To my delight, Prince was drafted by my Milwaukee Brewers and would go on to have a stellar MLB career, which was cut short at age 32 by injury. But not before he belted 312 career home runs (the same number as his father) and helped the Brewers reach the postseason for the first time in more than a quarter century.

4. I have really enjoyed helping coach Liam’s baseball team this season. In Northbrook, for some reason, the teams are not given names like Brewers, Tigers, or Pirates. Instead, the name of the team is the name of the sponsor.

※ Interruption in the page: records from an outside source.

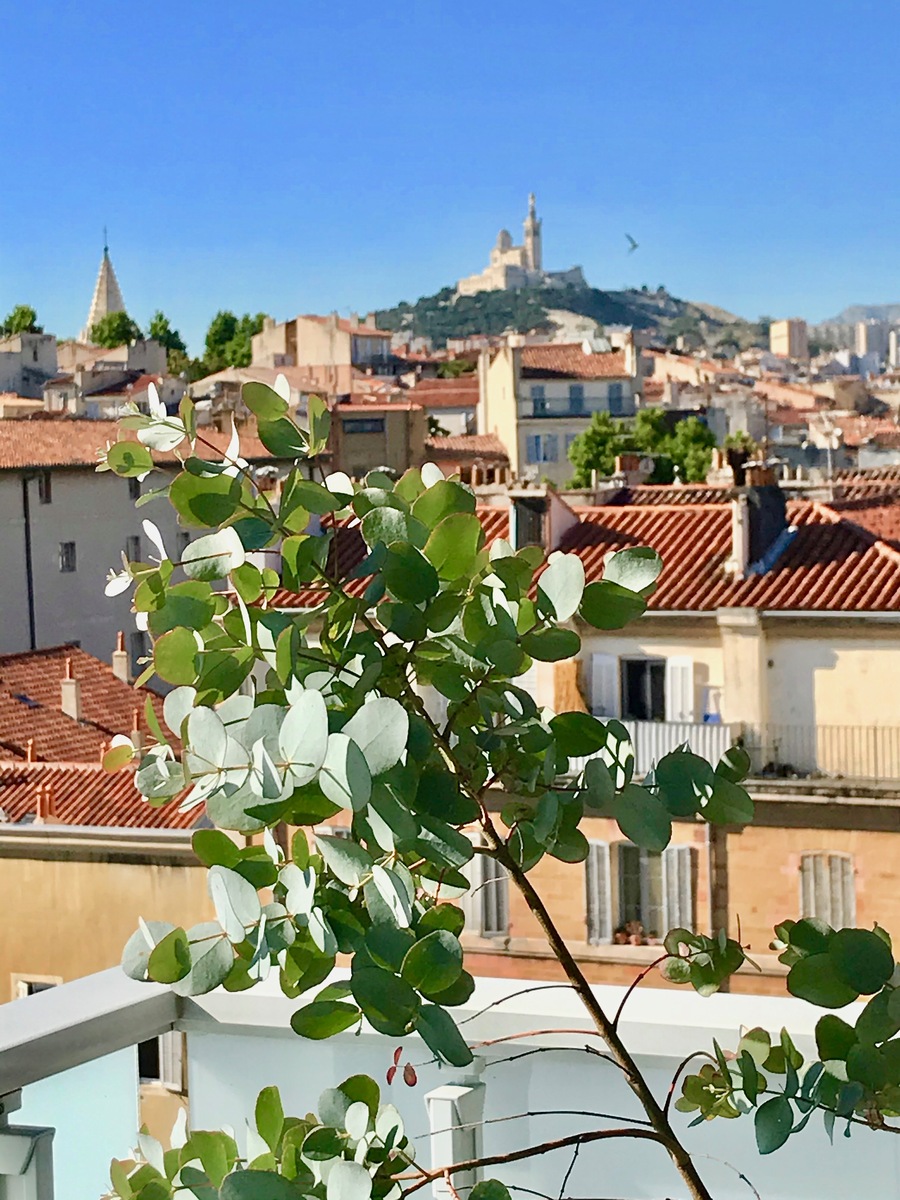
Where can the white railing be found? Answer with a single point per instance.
(653, 741)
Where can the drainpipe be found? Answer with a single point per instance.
(29, 567)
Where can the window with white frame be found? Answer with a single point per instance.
(642, 688)
(543, 448)
(828, 888)
(637, 894)
(486, 904)
(162, 1061)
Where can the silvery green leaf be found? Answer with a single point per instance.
(300, 886)
(394, 892)
(348, 1181)
(303, 741)
(235, 900)
(321, 933)
(214, 556)
(345, 775)
(208, 741)
(563, 585)
(177, 706)
(379, 729)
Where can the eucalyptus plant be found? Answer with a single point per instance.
(280, 719)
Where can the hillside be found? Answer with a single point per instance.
(444, 315)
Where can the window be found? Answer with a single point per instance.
(162, 1061)
(486, 903)
(655, 891)
(364, 425)
(643, 689)
(543, 448)
(616, 397)
(30, 985)
(828, 888)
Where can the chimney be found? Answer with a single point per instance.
(71, 694)
(759, 523)
(121, 667)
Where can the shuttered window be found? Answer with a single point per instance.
(828, 889)
(598, 894)
(655, 889)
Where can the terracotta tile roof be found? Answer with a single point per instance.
(30, 697)
(45, 441)
(571, 361)
(468, 445)
(84, 795)
(460, 393)
(348, 550)
(829, 565)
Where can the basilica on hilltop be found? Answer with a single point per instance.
(519, 267)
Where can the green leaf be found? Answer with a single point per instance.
(815, 979)
(175, 657)
(606, 605)
(323, 1019)
(435, 963)
(205, 501)
(438, 1031)
(270, 1116)
(347, 861)
(171, 958)
(214, 556)
(263, 401)
(773, 1123)
(408, 575)
(643, 819)
(345, 777)
(454, 545)
(636, 568)
(389, 1005)
(577, 735)
(861, 959)
(441, 499)
(551, 645)
(562, 586)
(130, 459)
(379, 729)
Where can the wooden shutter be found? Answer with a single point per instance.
(679, 689)
(678, 877)
(598, 900)
(604, 685)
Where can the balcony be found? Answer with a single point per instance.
(69, 1057)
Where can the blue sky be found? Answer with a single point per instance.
(306, 156)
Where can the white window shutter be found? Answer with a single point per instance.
(604, 685)
(172, 1061)
(598, 894)
(679, 689)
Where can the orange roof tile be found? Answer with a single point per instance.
(85, 795)
(570, 360)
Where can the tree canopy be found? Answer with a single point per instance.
(115, 329)
(685, 445)
(23, 319)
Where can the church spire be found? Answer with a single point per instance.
(107, 294)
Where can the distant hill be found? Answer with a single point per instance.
(444, 315)
(855, 312)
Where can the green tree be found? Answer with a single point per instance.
(273, 727)
(23, 319)
(115, 329)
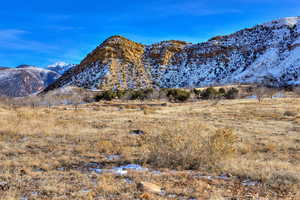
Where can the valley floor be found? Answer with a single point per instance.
(233, 149)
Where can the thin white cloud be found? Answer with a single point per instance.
(193, 8)
(13, 39)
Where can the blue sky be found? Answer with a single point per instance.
(43, 32)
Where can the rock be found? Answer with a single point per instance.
(137, 132)
(4, 186)
(149, 187)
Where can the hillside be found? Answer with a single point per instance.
(270, 51)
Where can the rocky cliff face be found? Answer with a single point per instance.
(60, 67)
(269, 50)
(24, 80)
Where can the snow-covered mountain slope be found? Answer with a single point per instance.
(60, 67)
(25, 80)
(270, 51)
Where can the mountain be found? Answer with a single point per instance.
(25, 80)
(269, 51)
(60, 67)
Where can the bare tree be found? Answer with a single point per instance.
(260, 92)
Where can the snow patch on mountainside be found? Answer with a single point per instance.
(253, 55)
(60, 67)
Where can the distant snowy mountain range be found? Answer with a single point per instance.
(269, 51)
(27, 79)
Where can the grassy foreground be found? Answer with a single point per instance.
(48, 153)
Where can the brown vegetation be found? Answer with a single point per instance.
(46, 153)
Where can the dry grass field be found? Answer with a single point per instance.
(236, 149)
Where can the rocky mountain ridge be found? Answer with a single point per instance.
(247, 56)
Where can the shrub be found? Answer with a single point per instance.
(140, 94)
(106, 95)
(178, 95)
(222, 91)
(197, 92)
(232, 93)
(180, 147)
(209, 93)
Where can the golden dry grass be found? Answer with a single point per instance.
(44, 152)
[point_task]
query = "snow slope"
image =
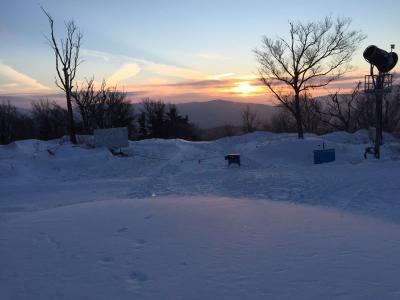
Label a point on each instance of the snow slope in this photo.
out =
(173, 221)
(275, 167)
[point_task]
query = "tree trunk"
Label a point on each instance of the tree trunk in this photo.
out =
(299, 120)
(72, 136)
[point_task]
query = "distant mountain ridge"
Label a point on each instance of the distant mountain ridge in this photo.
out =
(218, 113)
(206, 115)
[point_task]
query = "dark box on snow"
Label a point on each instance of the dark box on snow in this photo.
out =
(324, 156)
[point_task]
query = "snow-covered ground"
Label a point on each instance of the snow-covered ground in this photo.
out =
(173, 221)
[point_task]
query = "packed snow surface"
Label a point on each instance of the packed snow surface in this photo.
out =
(173, 221)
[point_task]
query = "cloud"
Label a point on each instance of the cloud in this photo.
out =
(19, 82)
(125, 72)
(146, 65)
(212, 56)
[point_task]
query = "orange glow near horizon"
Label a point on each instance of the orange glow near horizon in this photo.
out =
(245, 88)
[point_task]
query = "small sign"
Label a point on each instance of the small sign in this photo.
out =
(111, 137)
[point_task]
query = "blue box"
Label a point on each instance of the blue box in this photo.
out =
(324, 156)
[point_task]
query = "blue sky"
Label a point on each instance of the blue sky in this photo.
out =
(160, 47)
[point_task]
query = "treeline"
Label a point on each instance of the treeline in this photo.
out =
(105, 107)
(340, 112)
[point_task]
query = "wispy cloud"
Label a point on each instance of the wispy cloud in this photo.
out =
(146, 65)
(125, 72)
(212, 56)
(19, 82)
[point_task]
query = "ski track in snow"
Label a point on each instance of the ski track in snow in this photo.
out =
(275, 166)
(85, 224)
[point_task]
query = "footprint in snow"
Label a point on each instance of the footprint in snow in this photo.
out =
(123, 229)
(106, 259)
(138, 276)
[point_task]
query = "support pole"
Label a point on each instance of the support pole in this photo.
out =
(378, 114)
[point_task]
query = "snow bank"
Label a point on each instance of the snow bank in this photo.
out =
(274, 166)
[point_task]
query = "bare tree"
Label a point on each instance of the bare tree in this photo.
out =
(67, 61)
(314, 55)
(86, 99)
(340, 111)
(249, 120)
(104, 107)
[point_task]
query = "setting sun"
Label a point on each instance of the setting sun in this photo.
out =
(245, 88)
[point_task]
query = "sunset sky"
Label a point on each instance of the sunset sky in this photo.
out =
(177, 51)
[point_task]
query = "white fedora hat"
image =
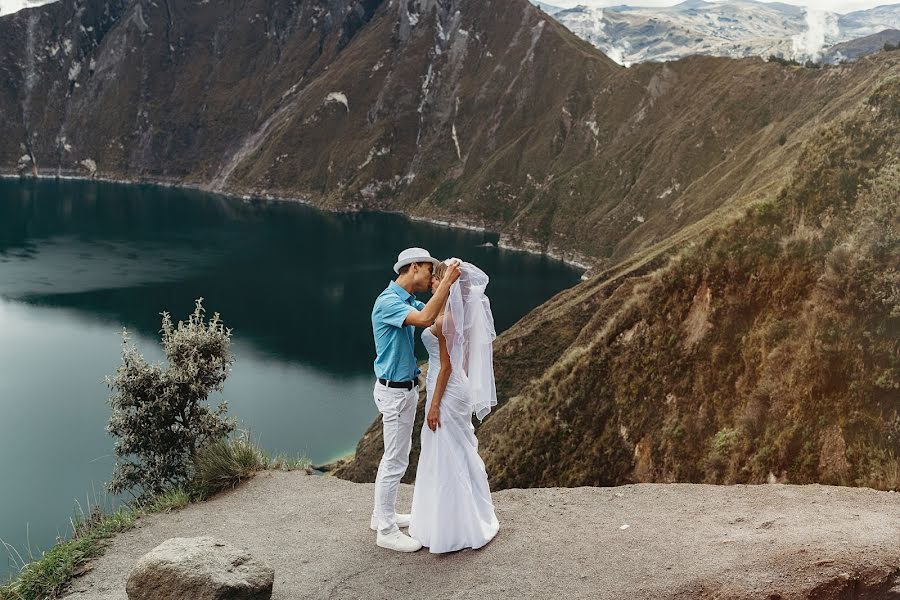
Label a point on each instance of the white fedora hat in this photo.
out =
(411, 255)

That means Liam has been wearing, with pride, the jersey for Hand & Stone Massage and Facial Spa. Rolls off the tongue, huh? And, of course, throw the records out the window when Hand & Stone Massage and Facial Spa faces rivals such as North Shore Pool & Spa or the good folks from AA Service Company.


5. I had some fun with the explosion in the word curate in my last blog post. For those looking for
a more scholarly, sophisticated, pretentious and far less enjoyable article (hopefully) on the topic, well, give three cheers for The New Republic. The article covers curate from every angle, dives into “prestige appropriation,” and features this paragraph: “In bestowing great importance to just picking stuff, curation in its contemporary, ecumenical sense reinforces many of the personal values promoted by neoliberalism: atomized individualism, the thrall of personalization, aestheticized control, and, of course, consumption-as-authenticity."

If you understand anything in that sentence after the words “just picking stuff,” please let this public school educated blogger know.

Blogger's Note: This inaugural edition of "The Five" Presented by Bobproof was proudly curated by Bobproof along with a talented team of curatorial consultants.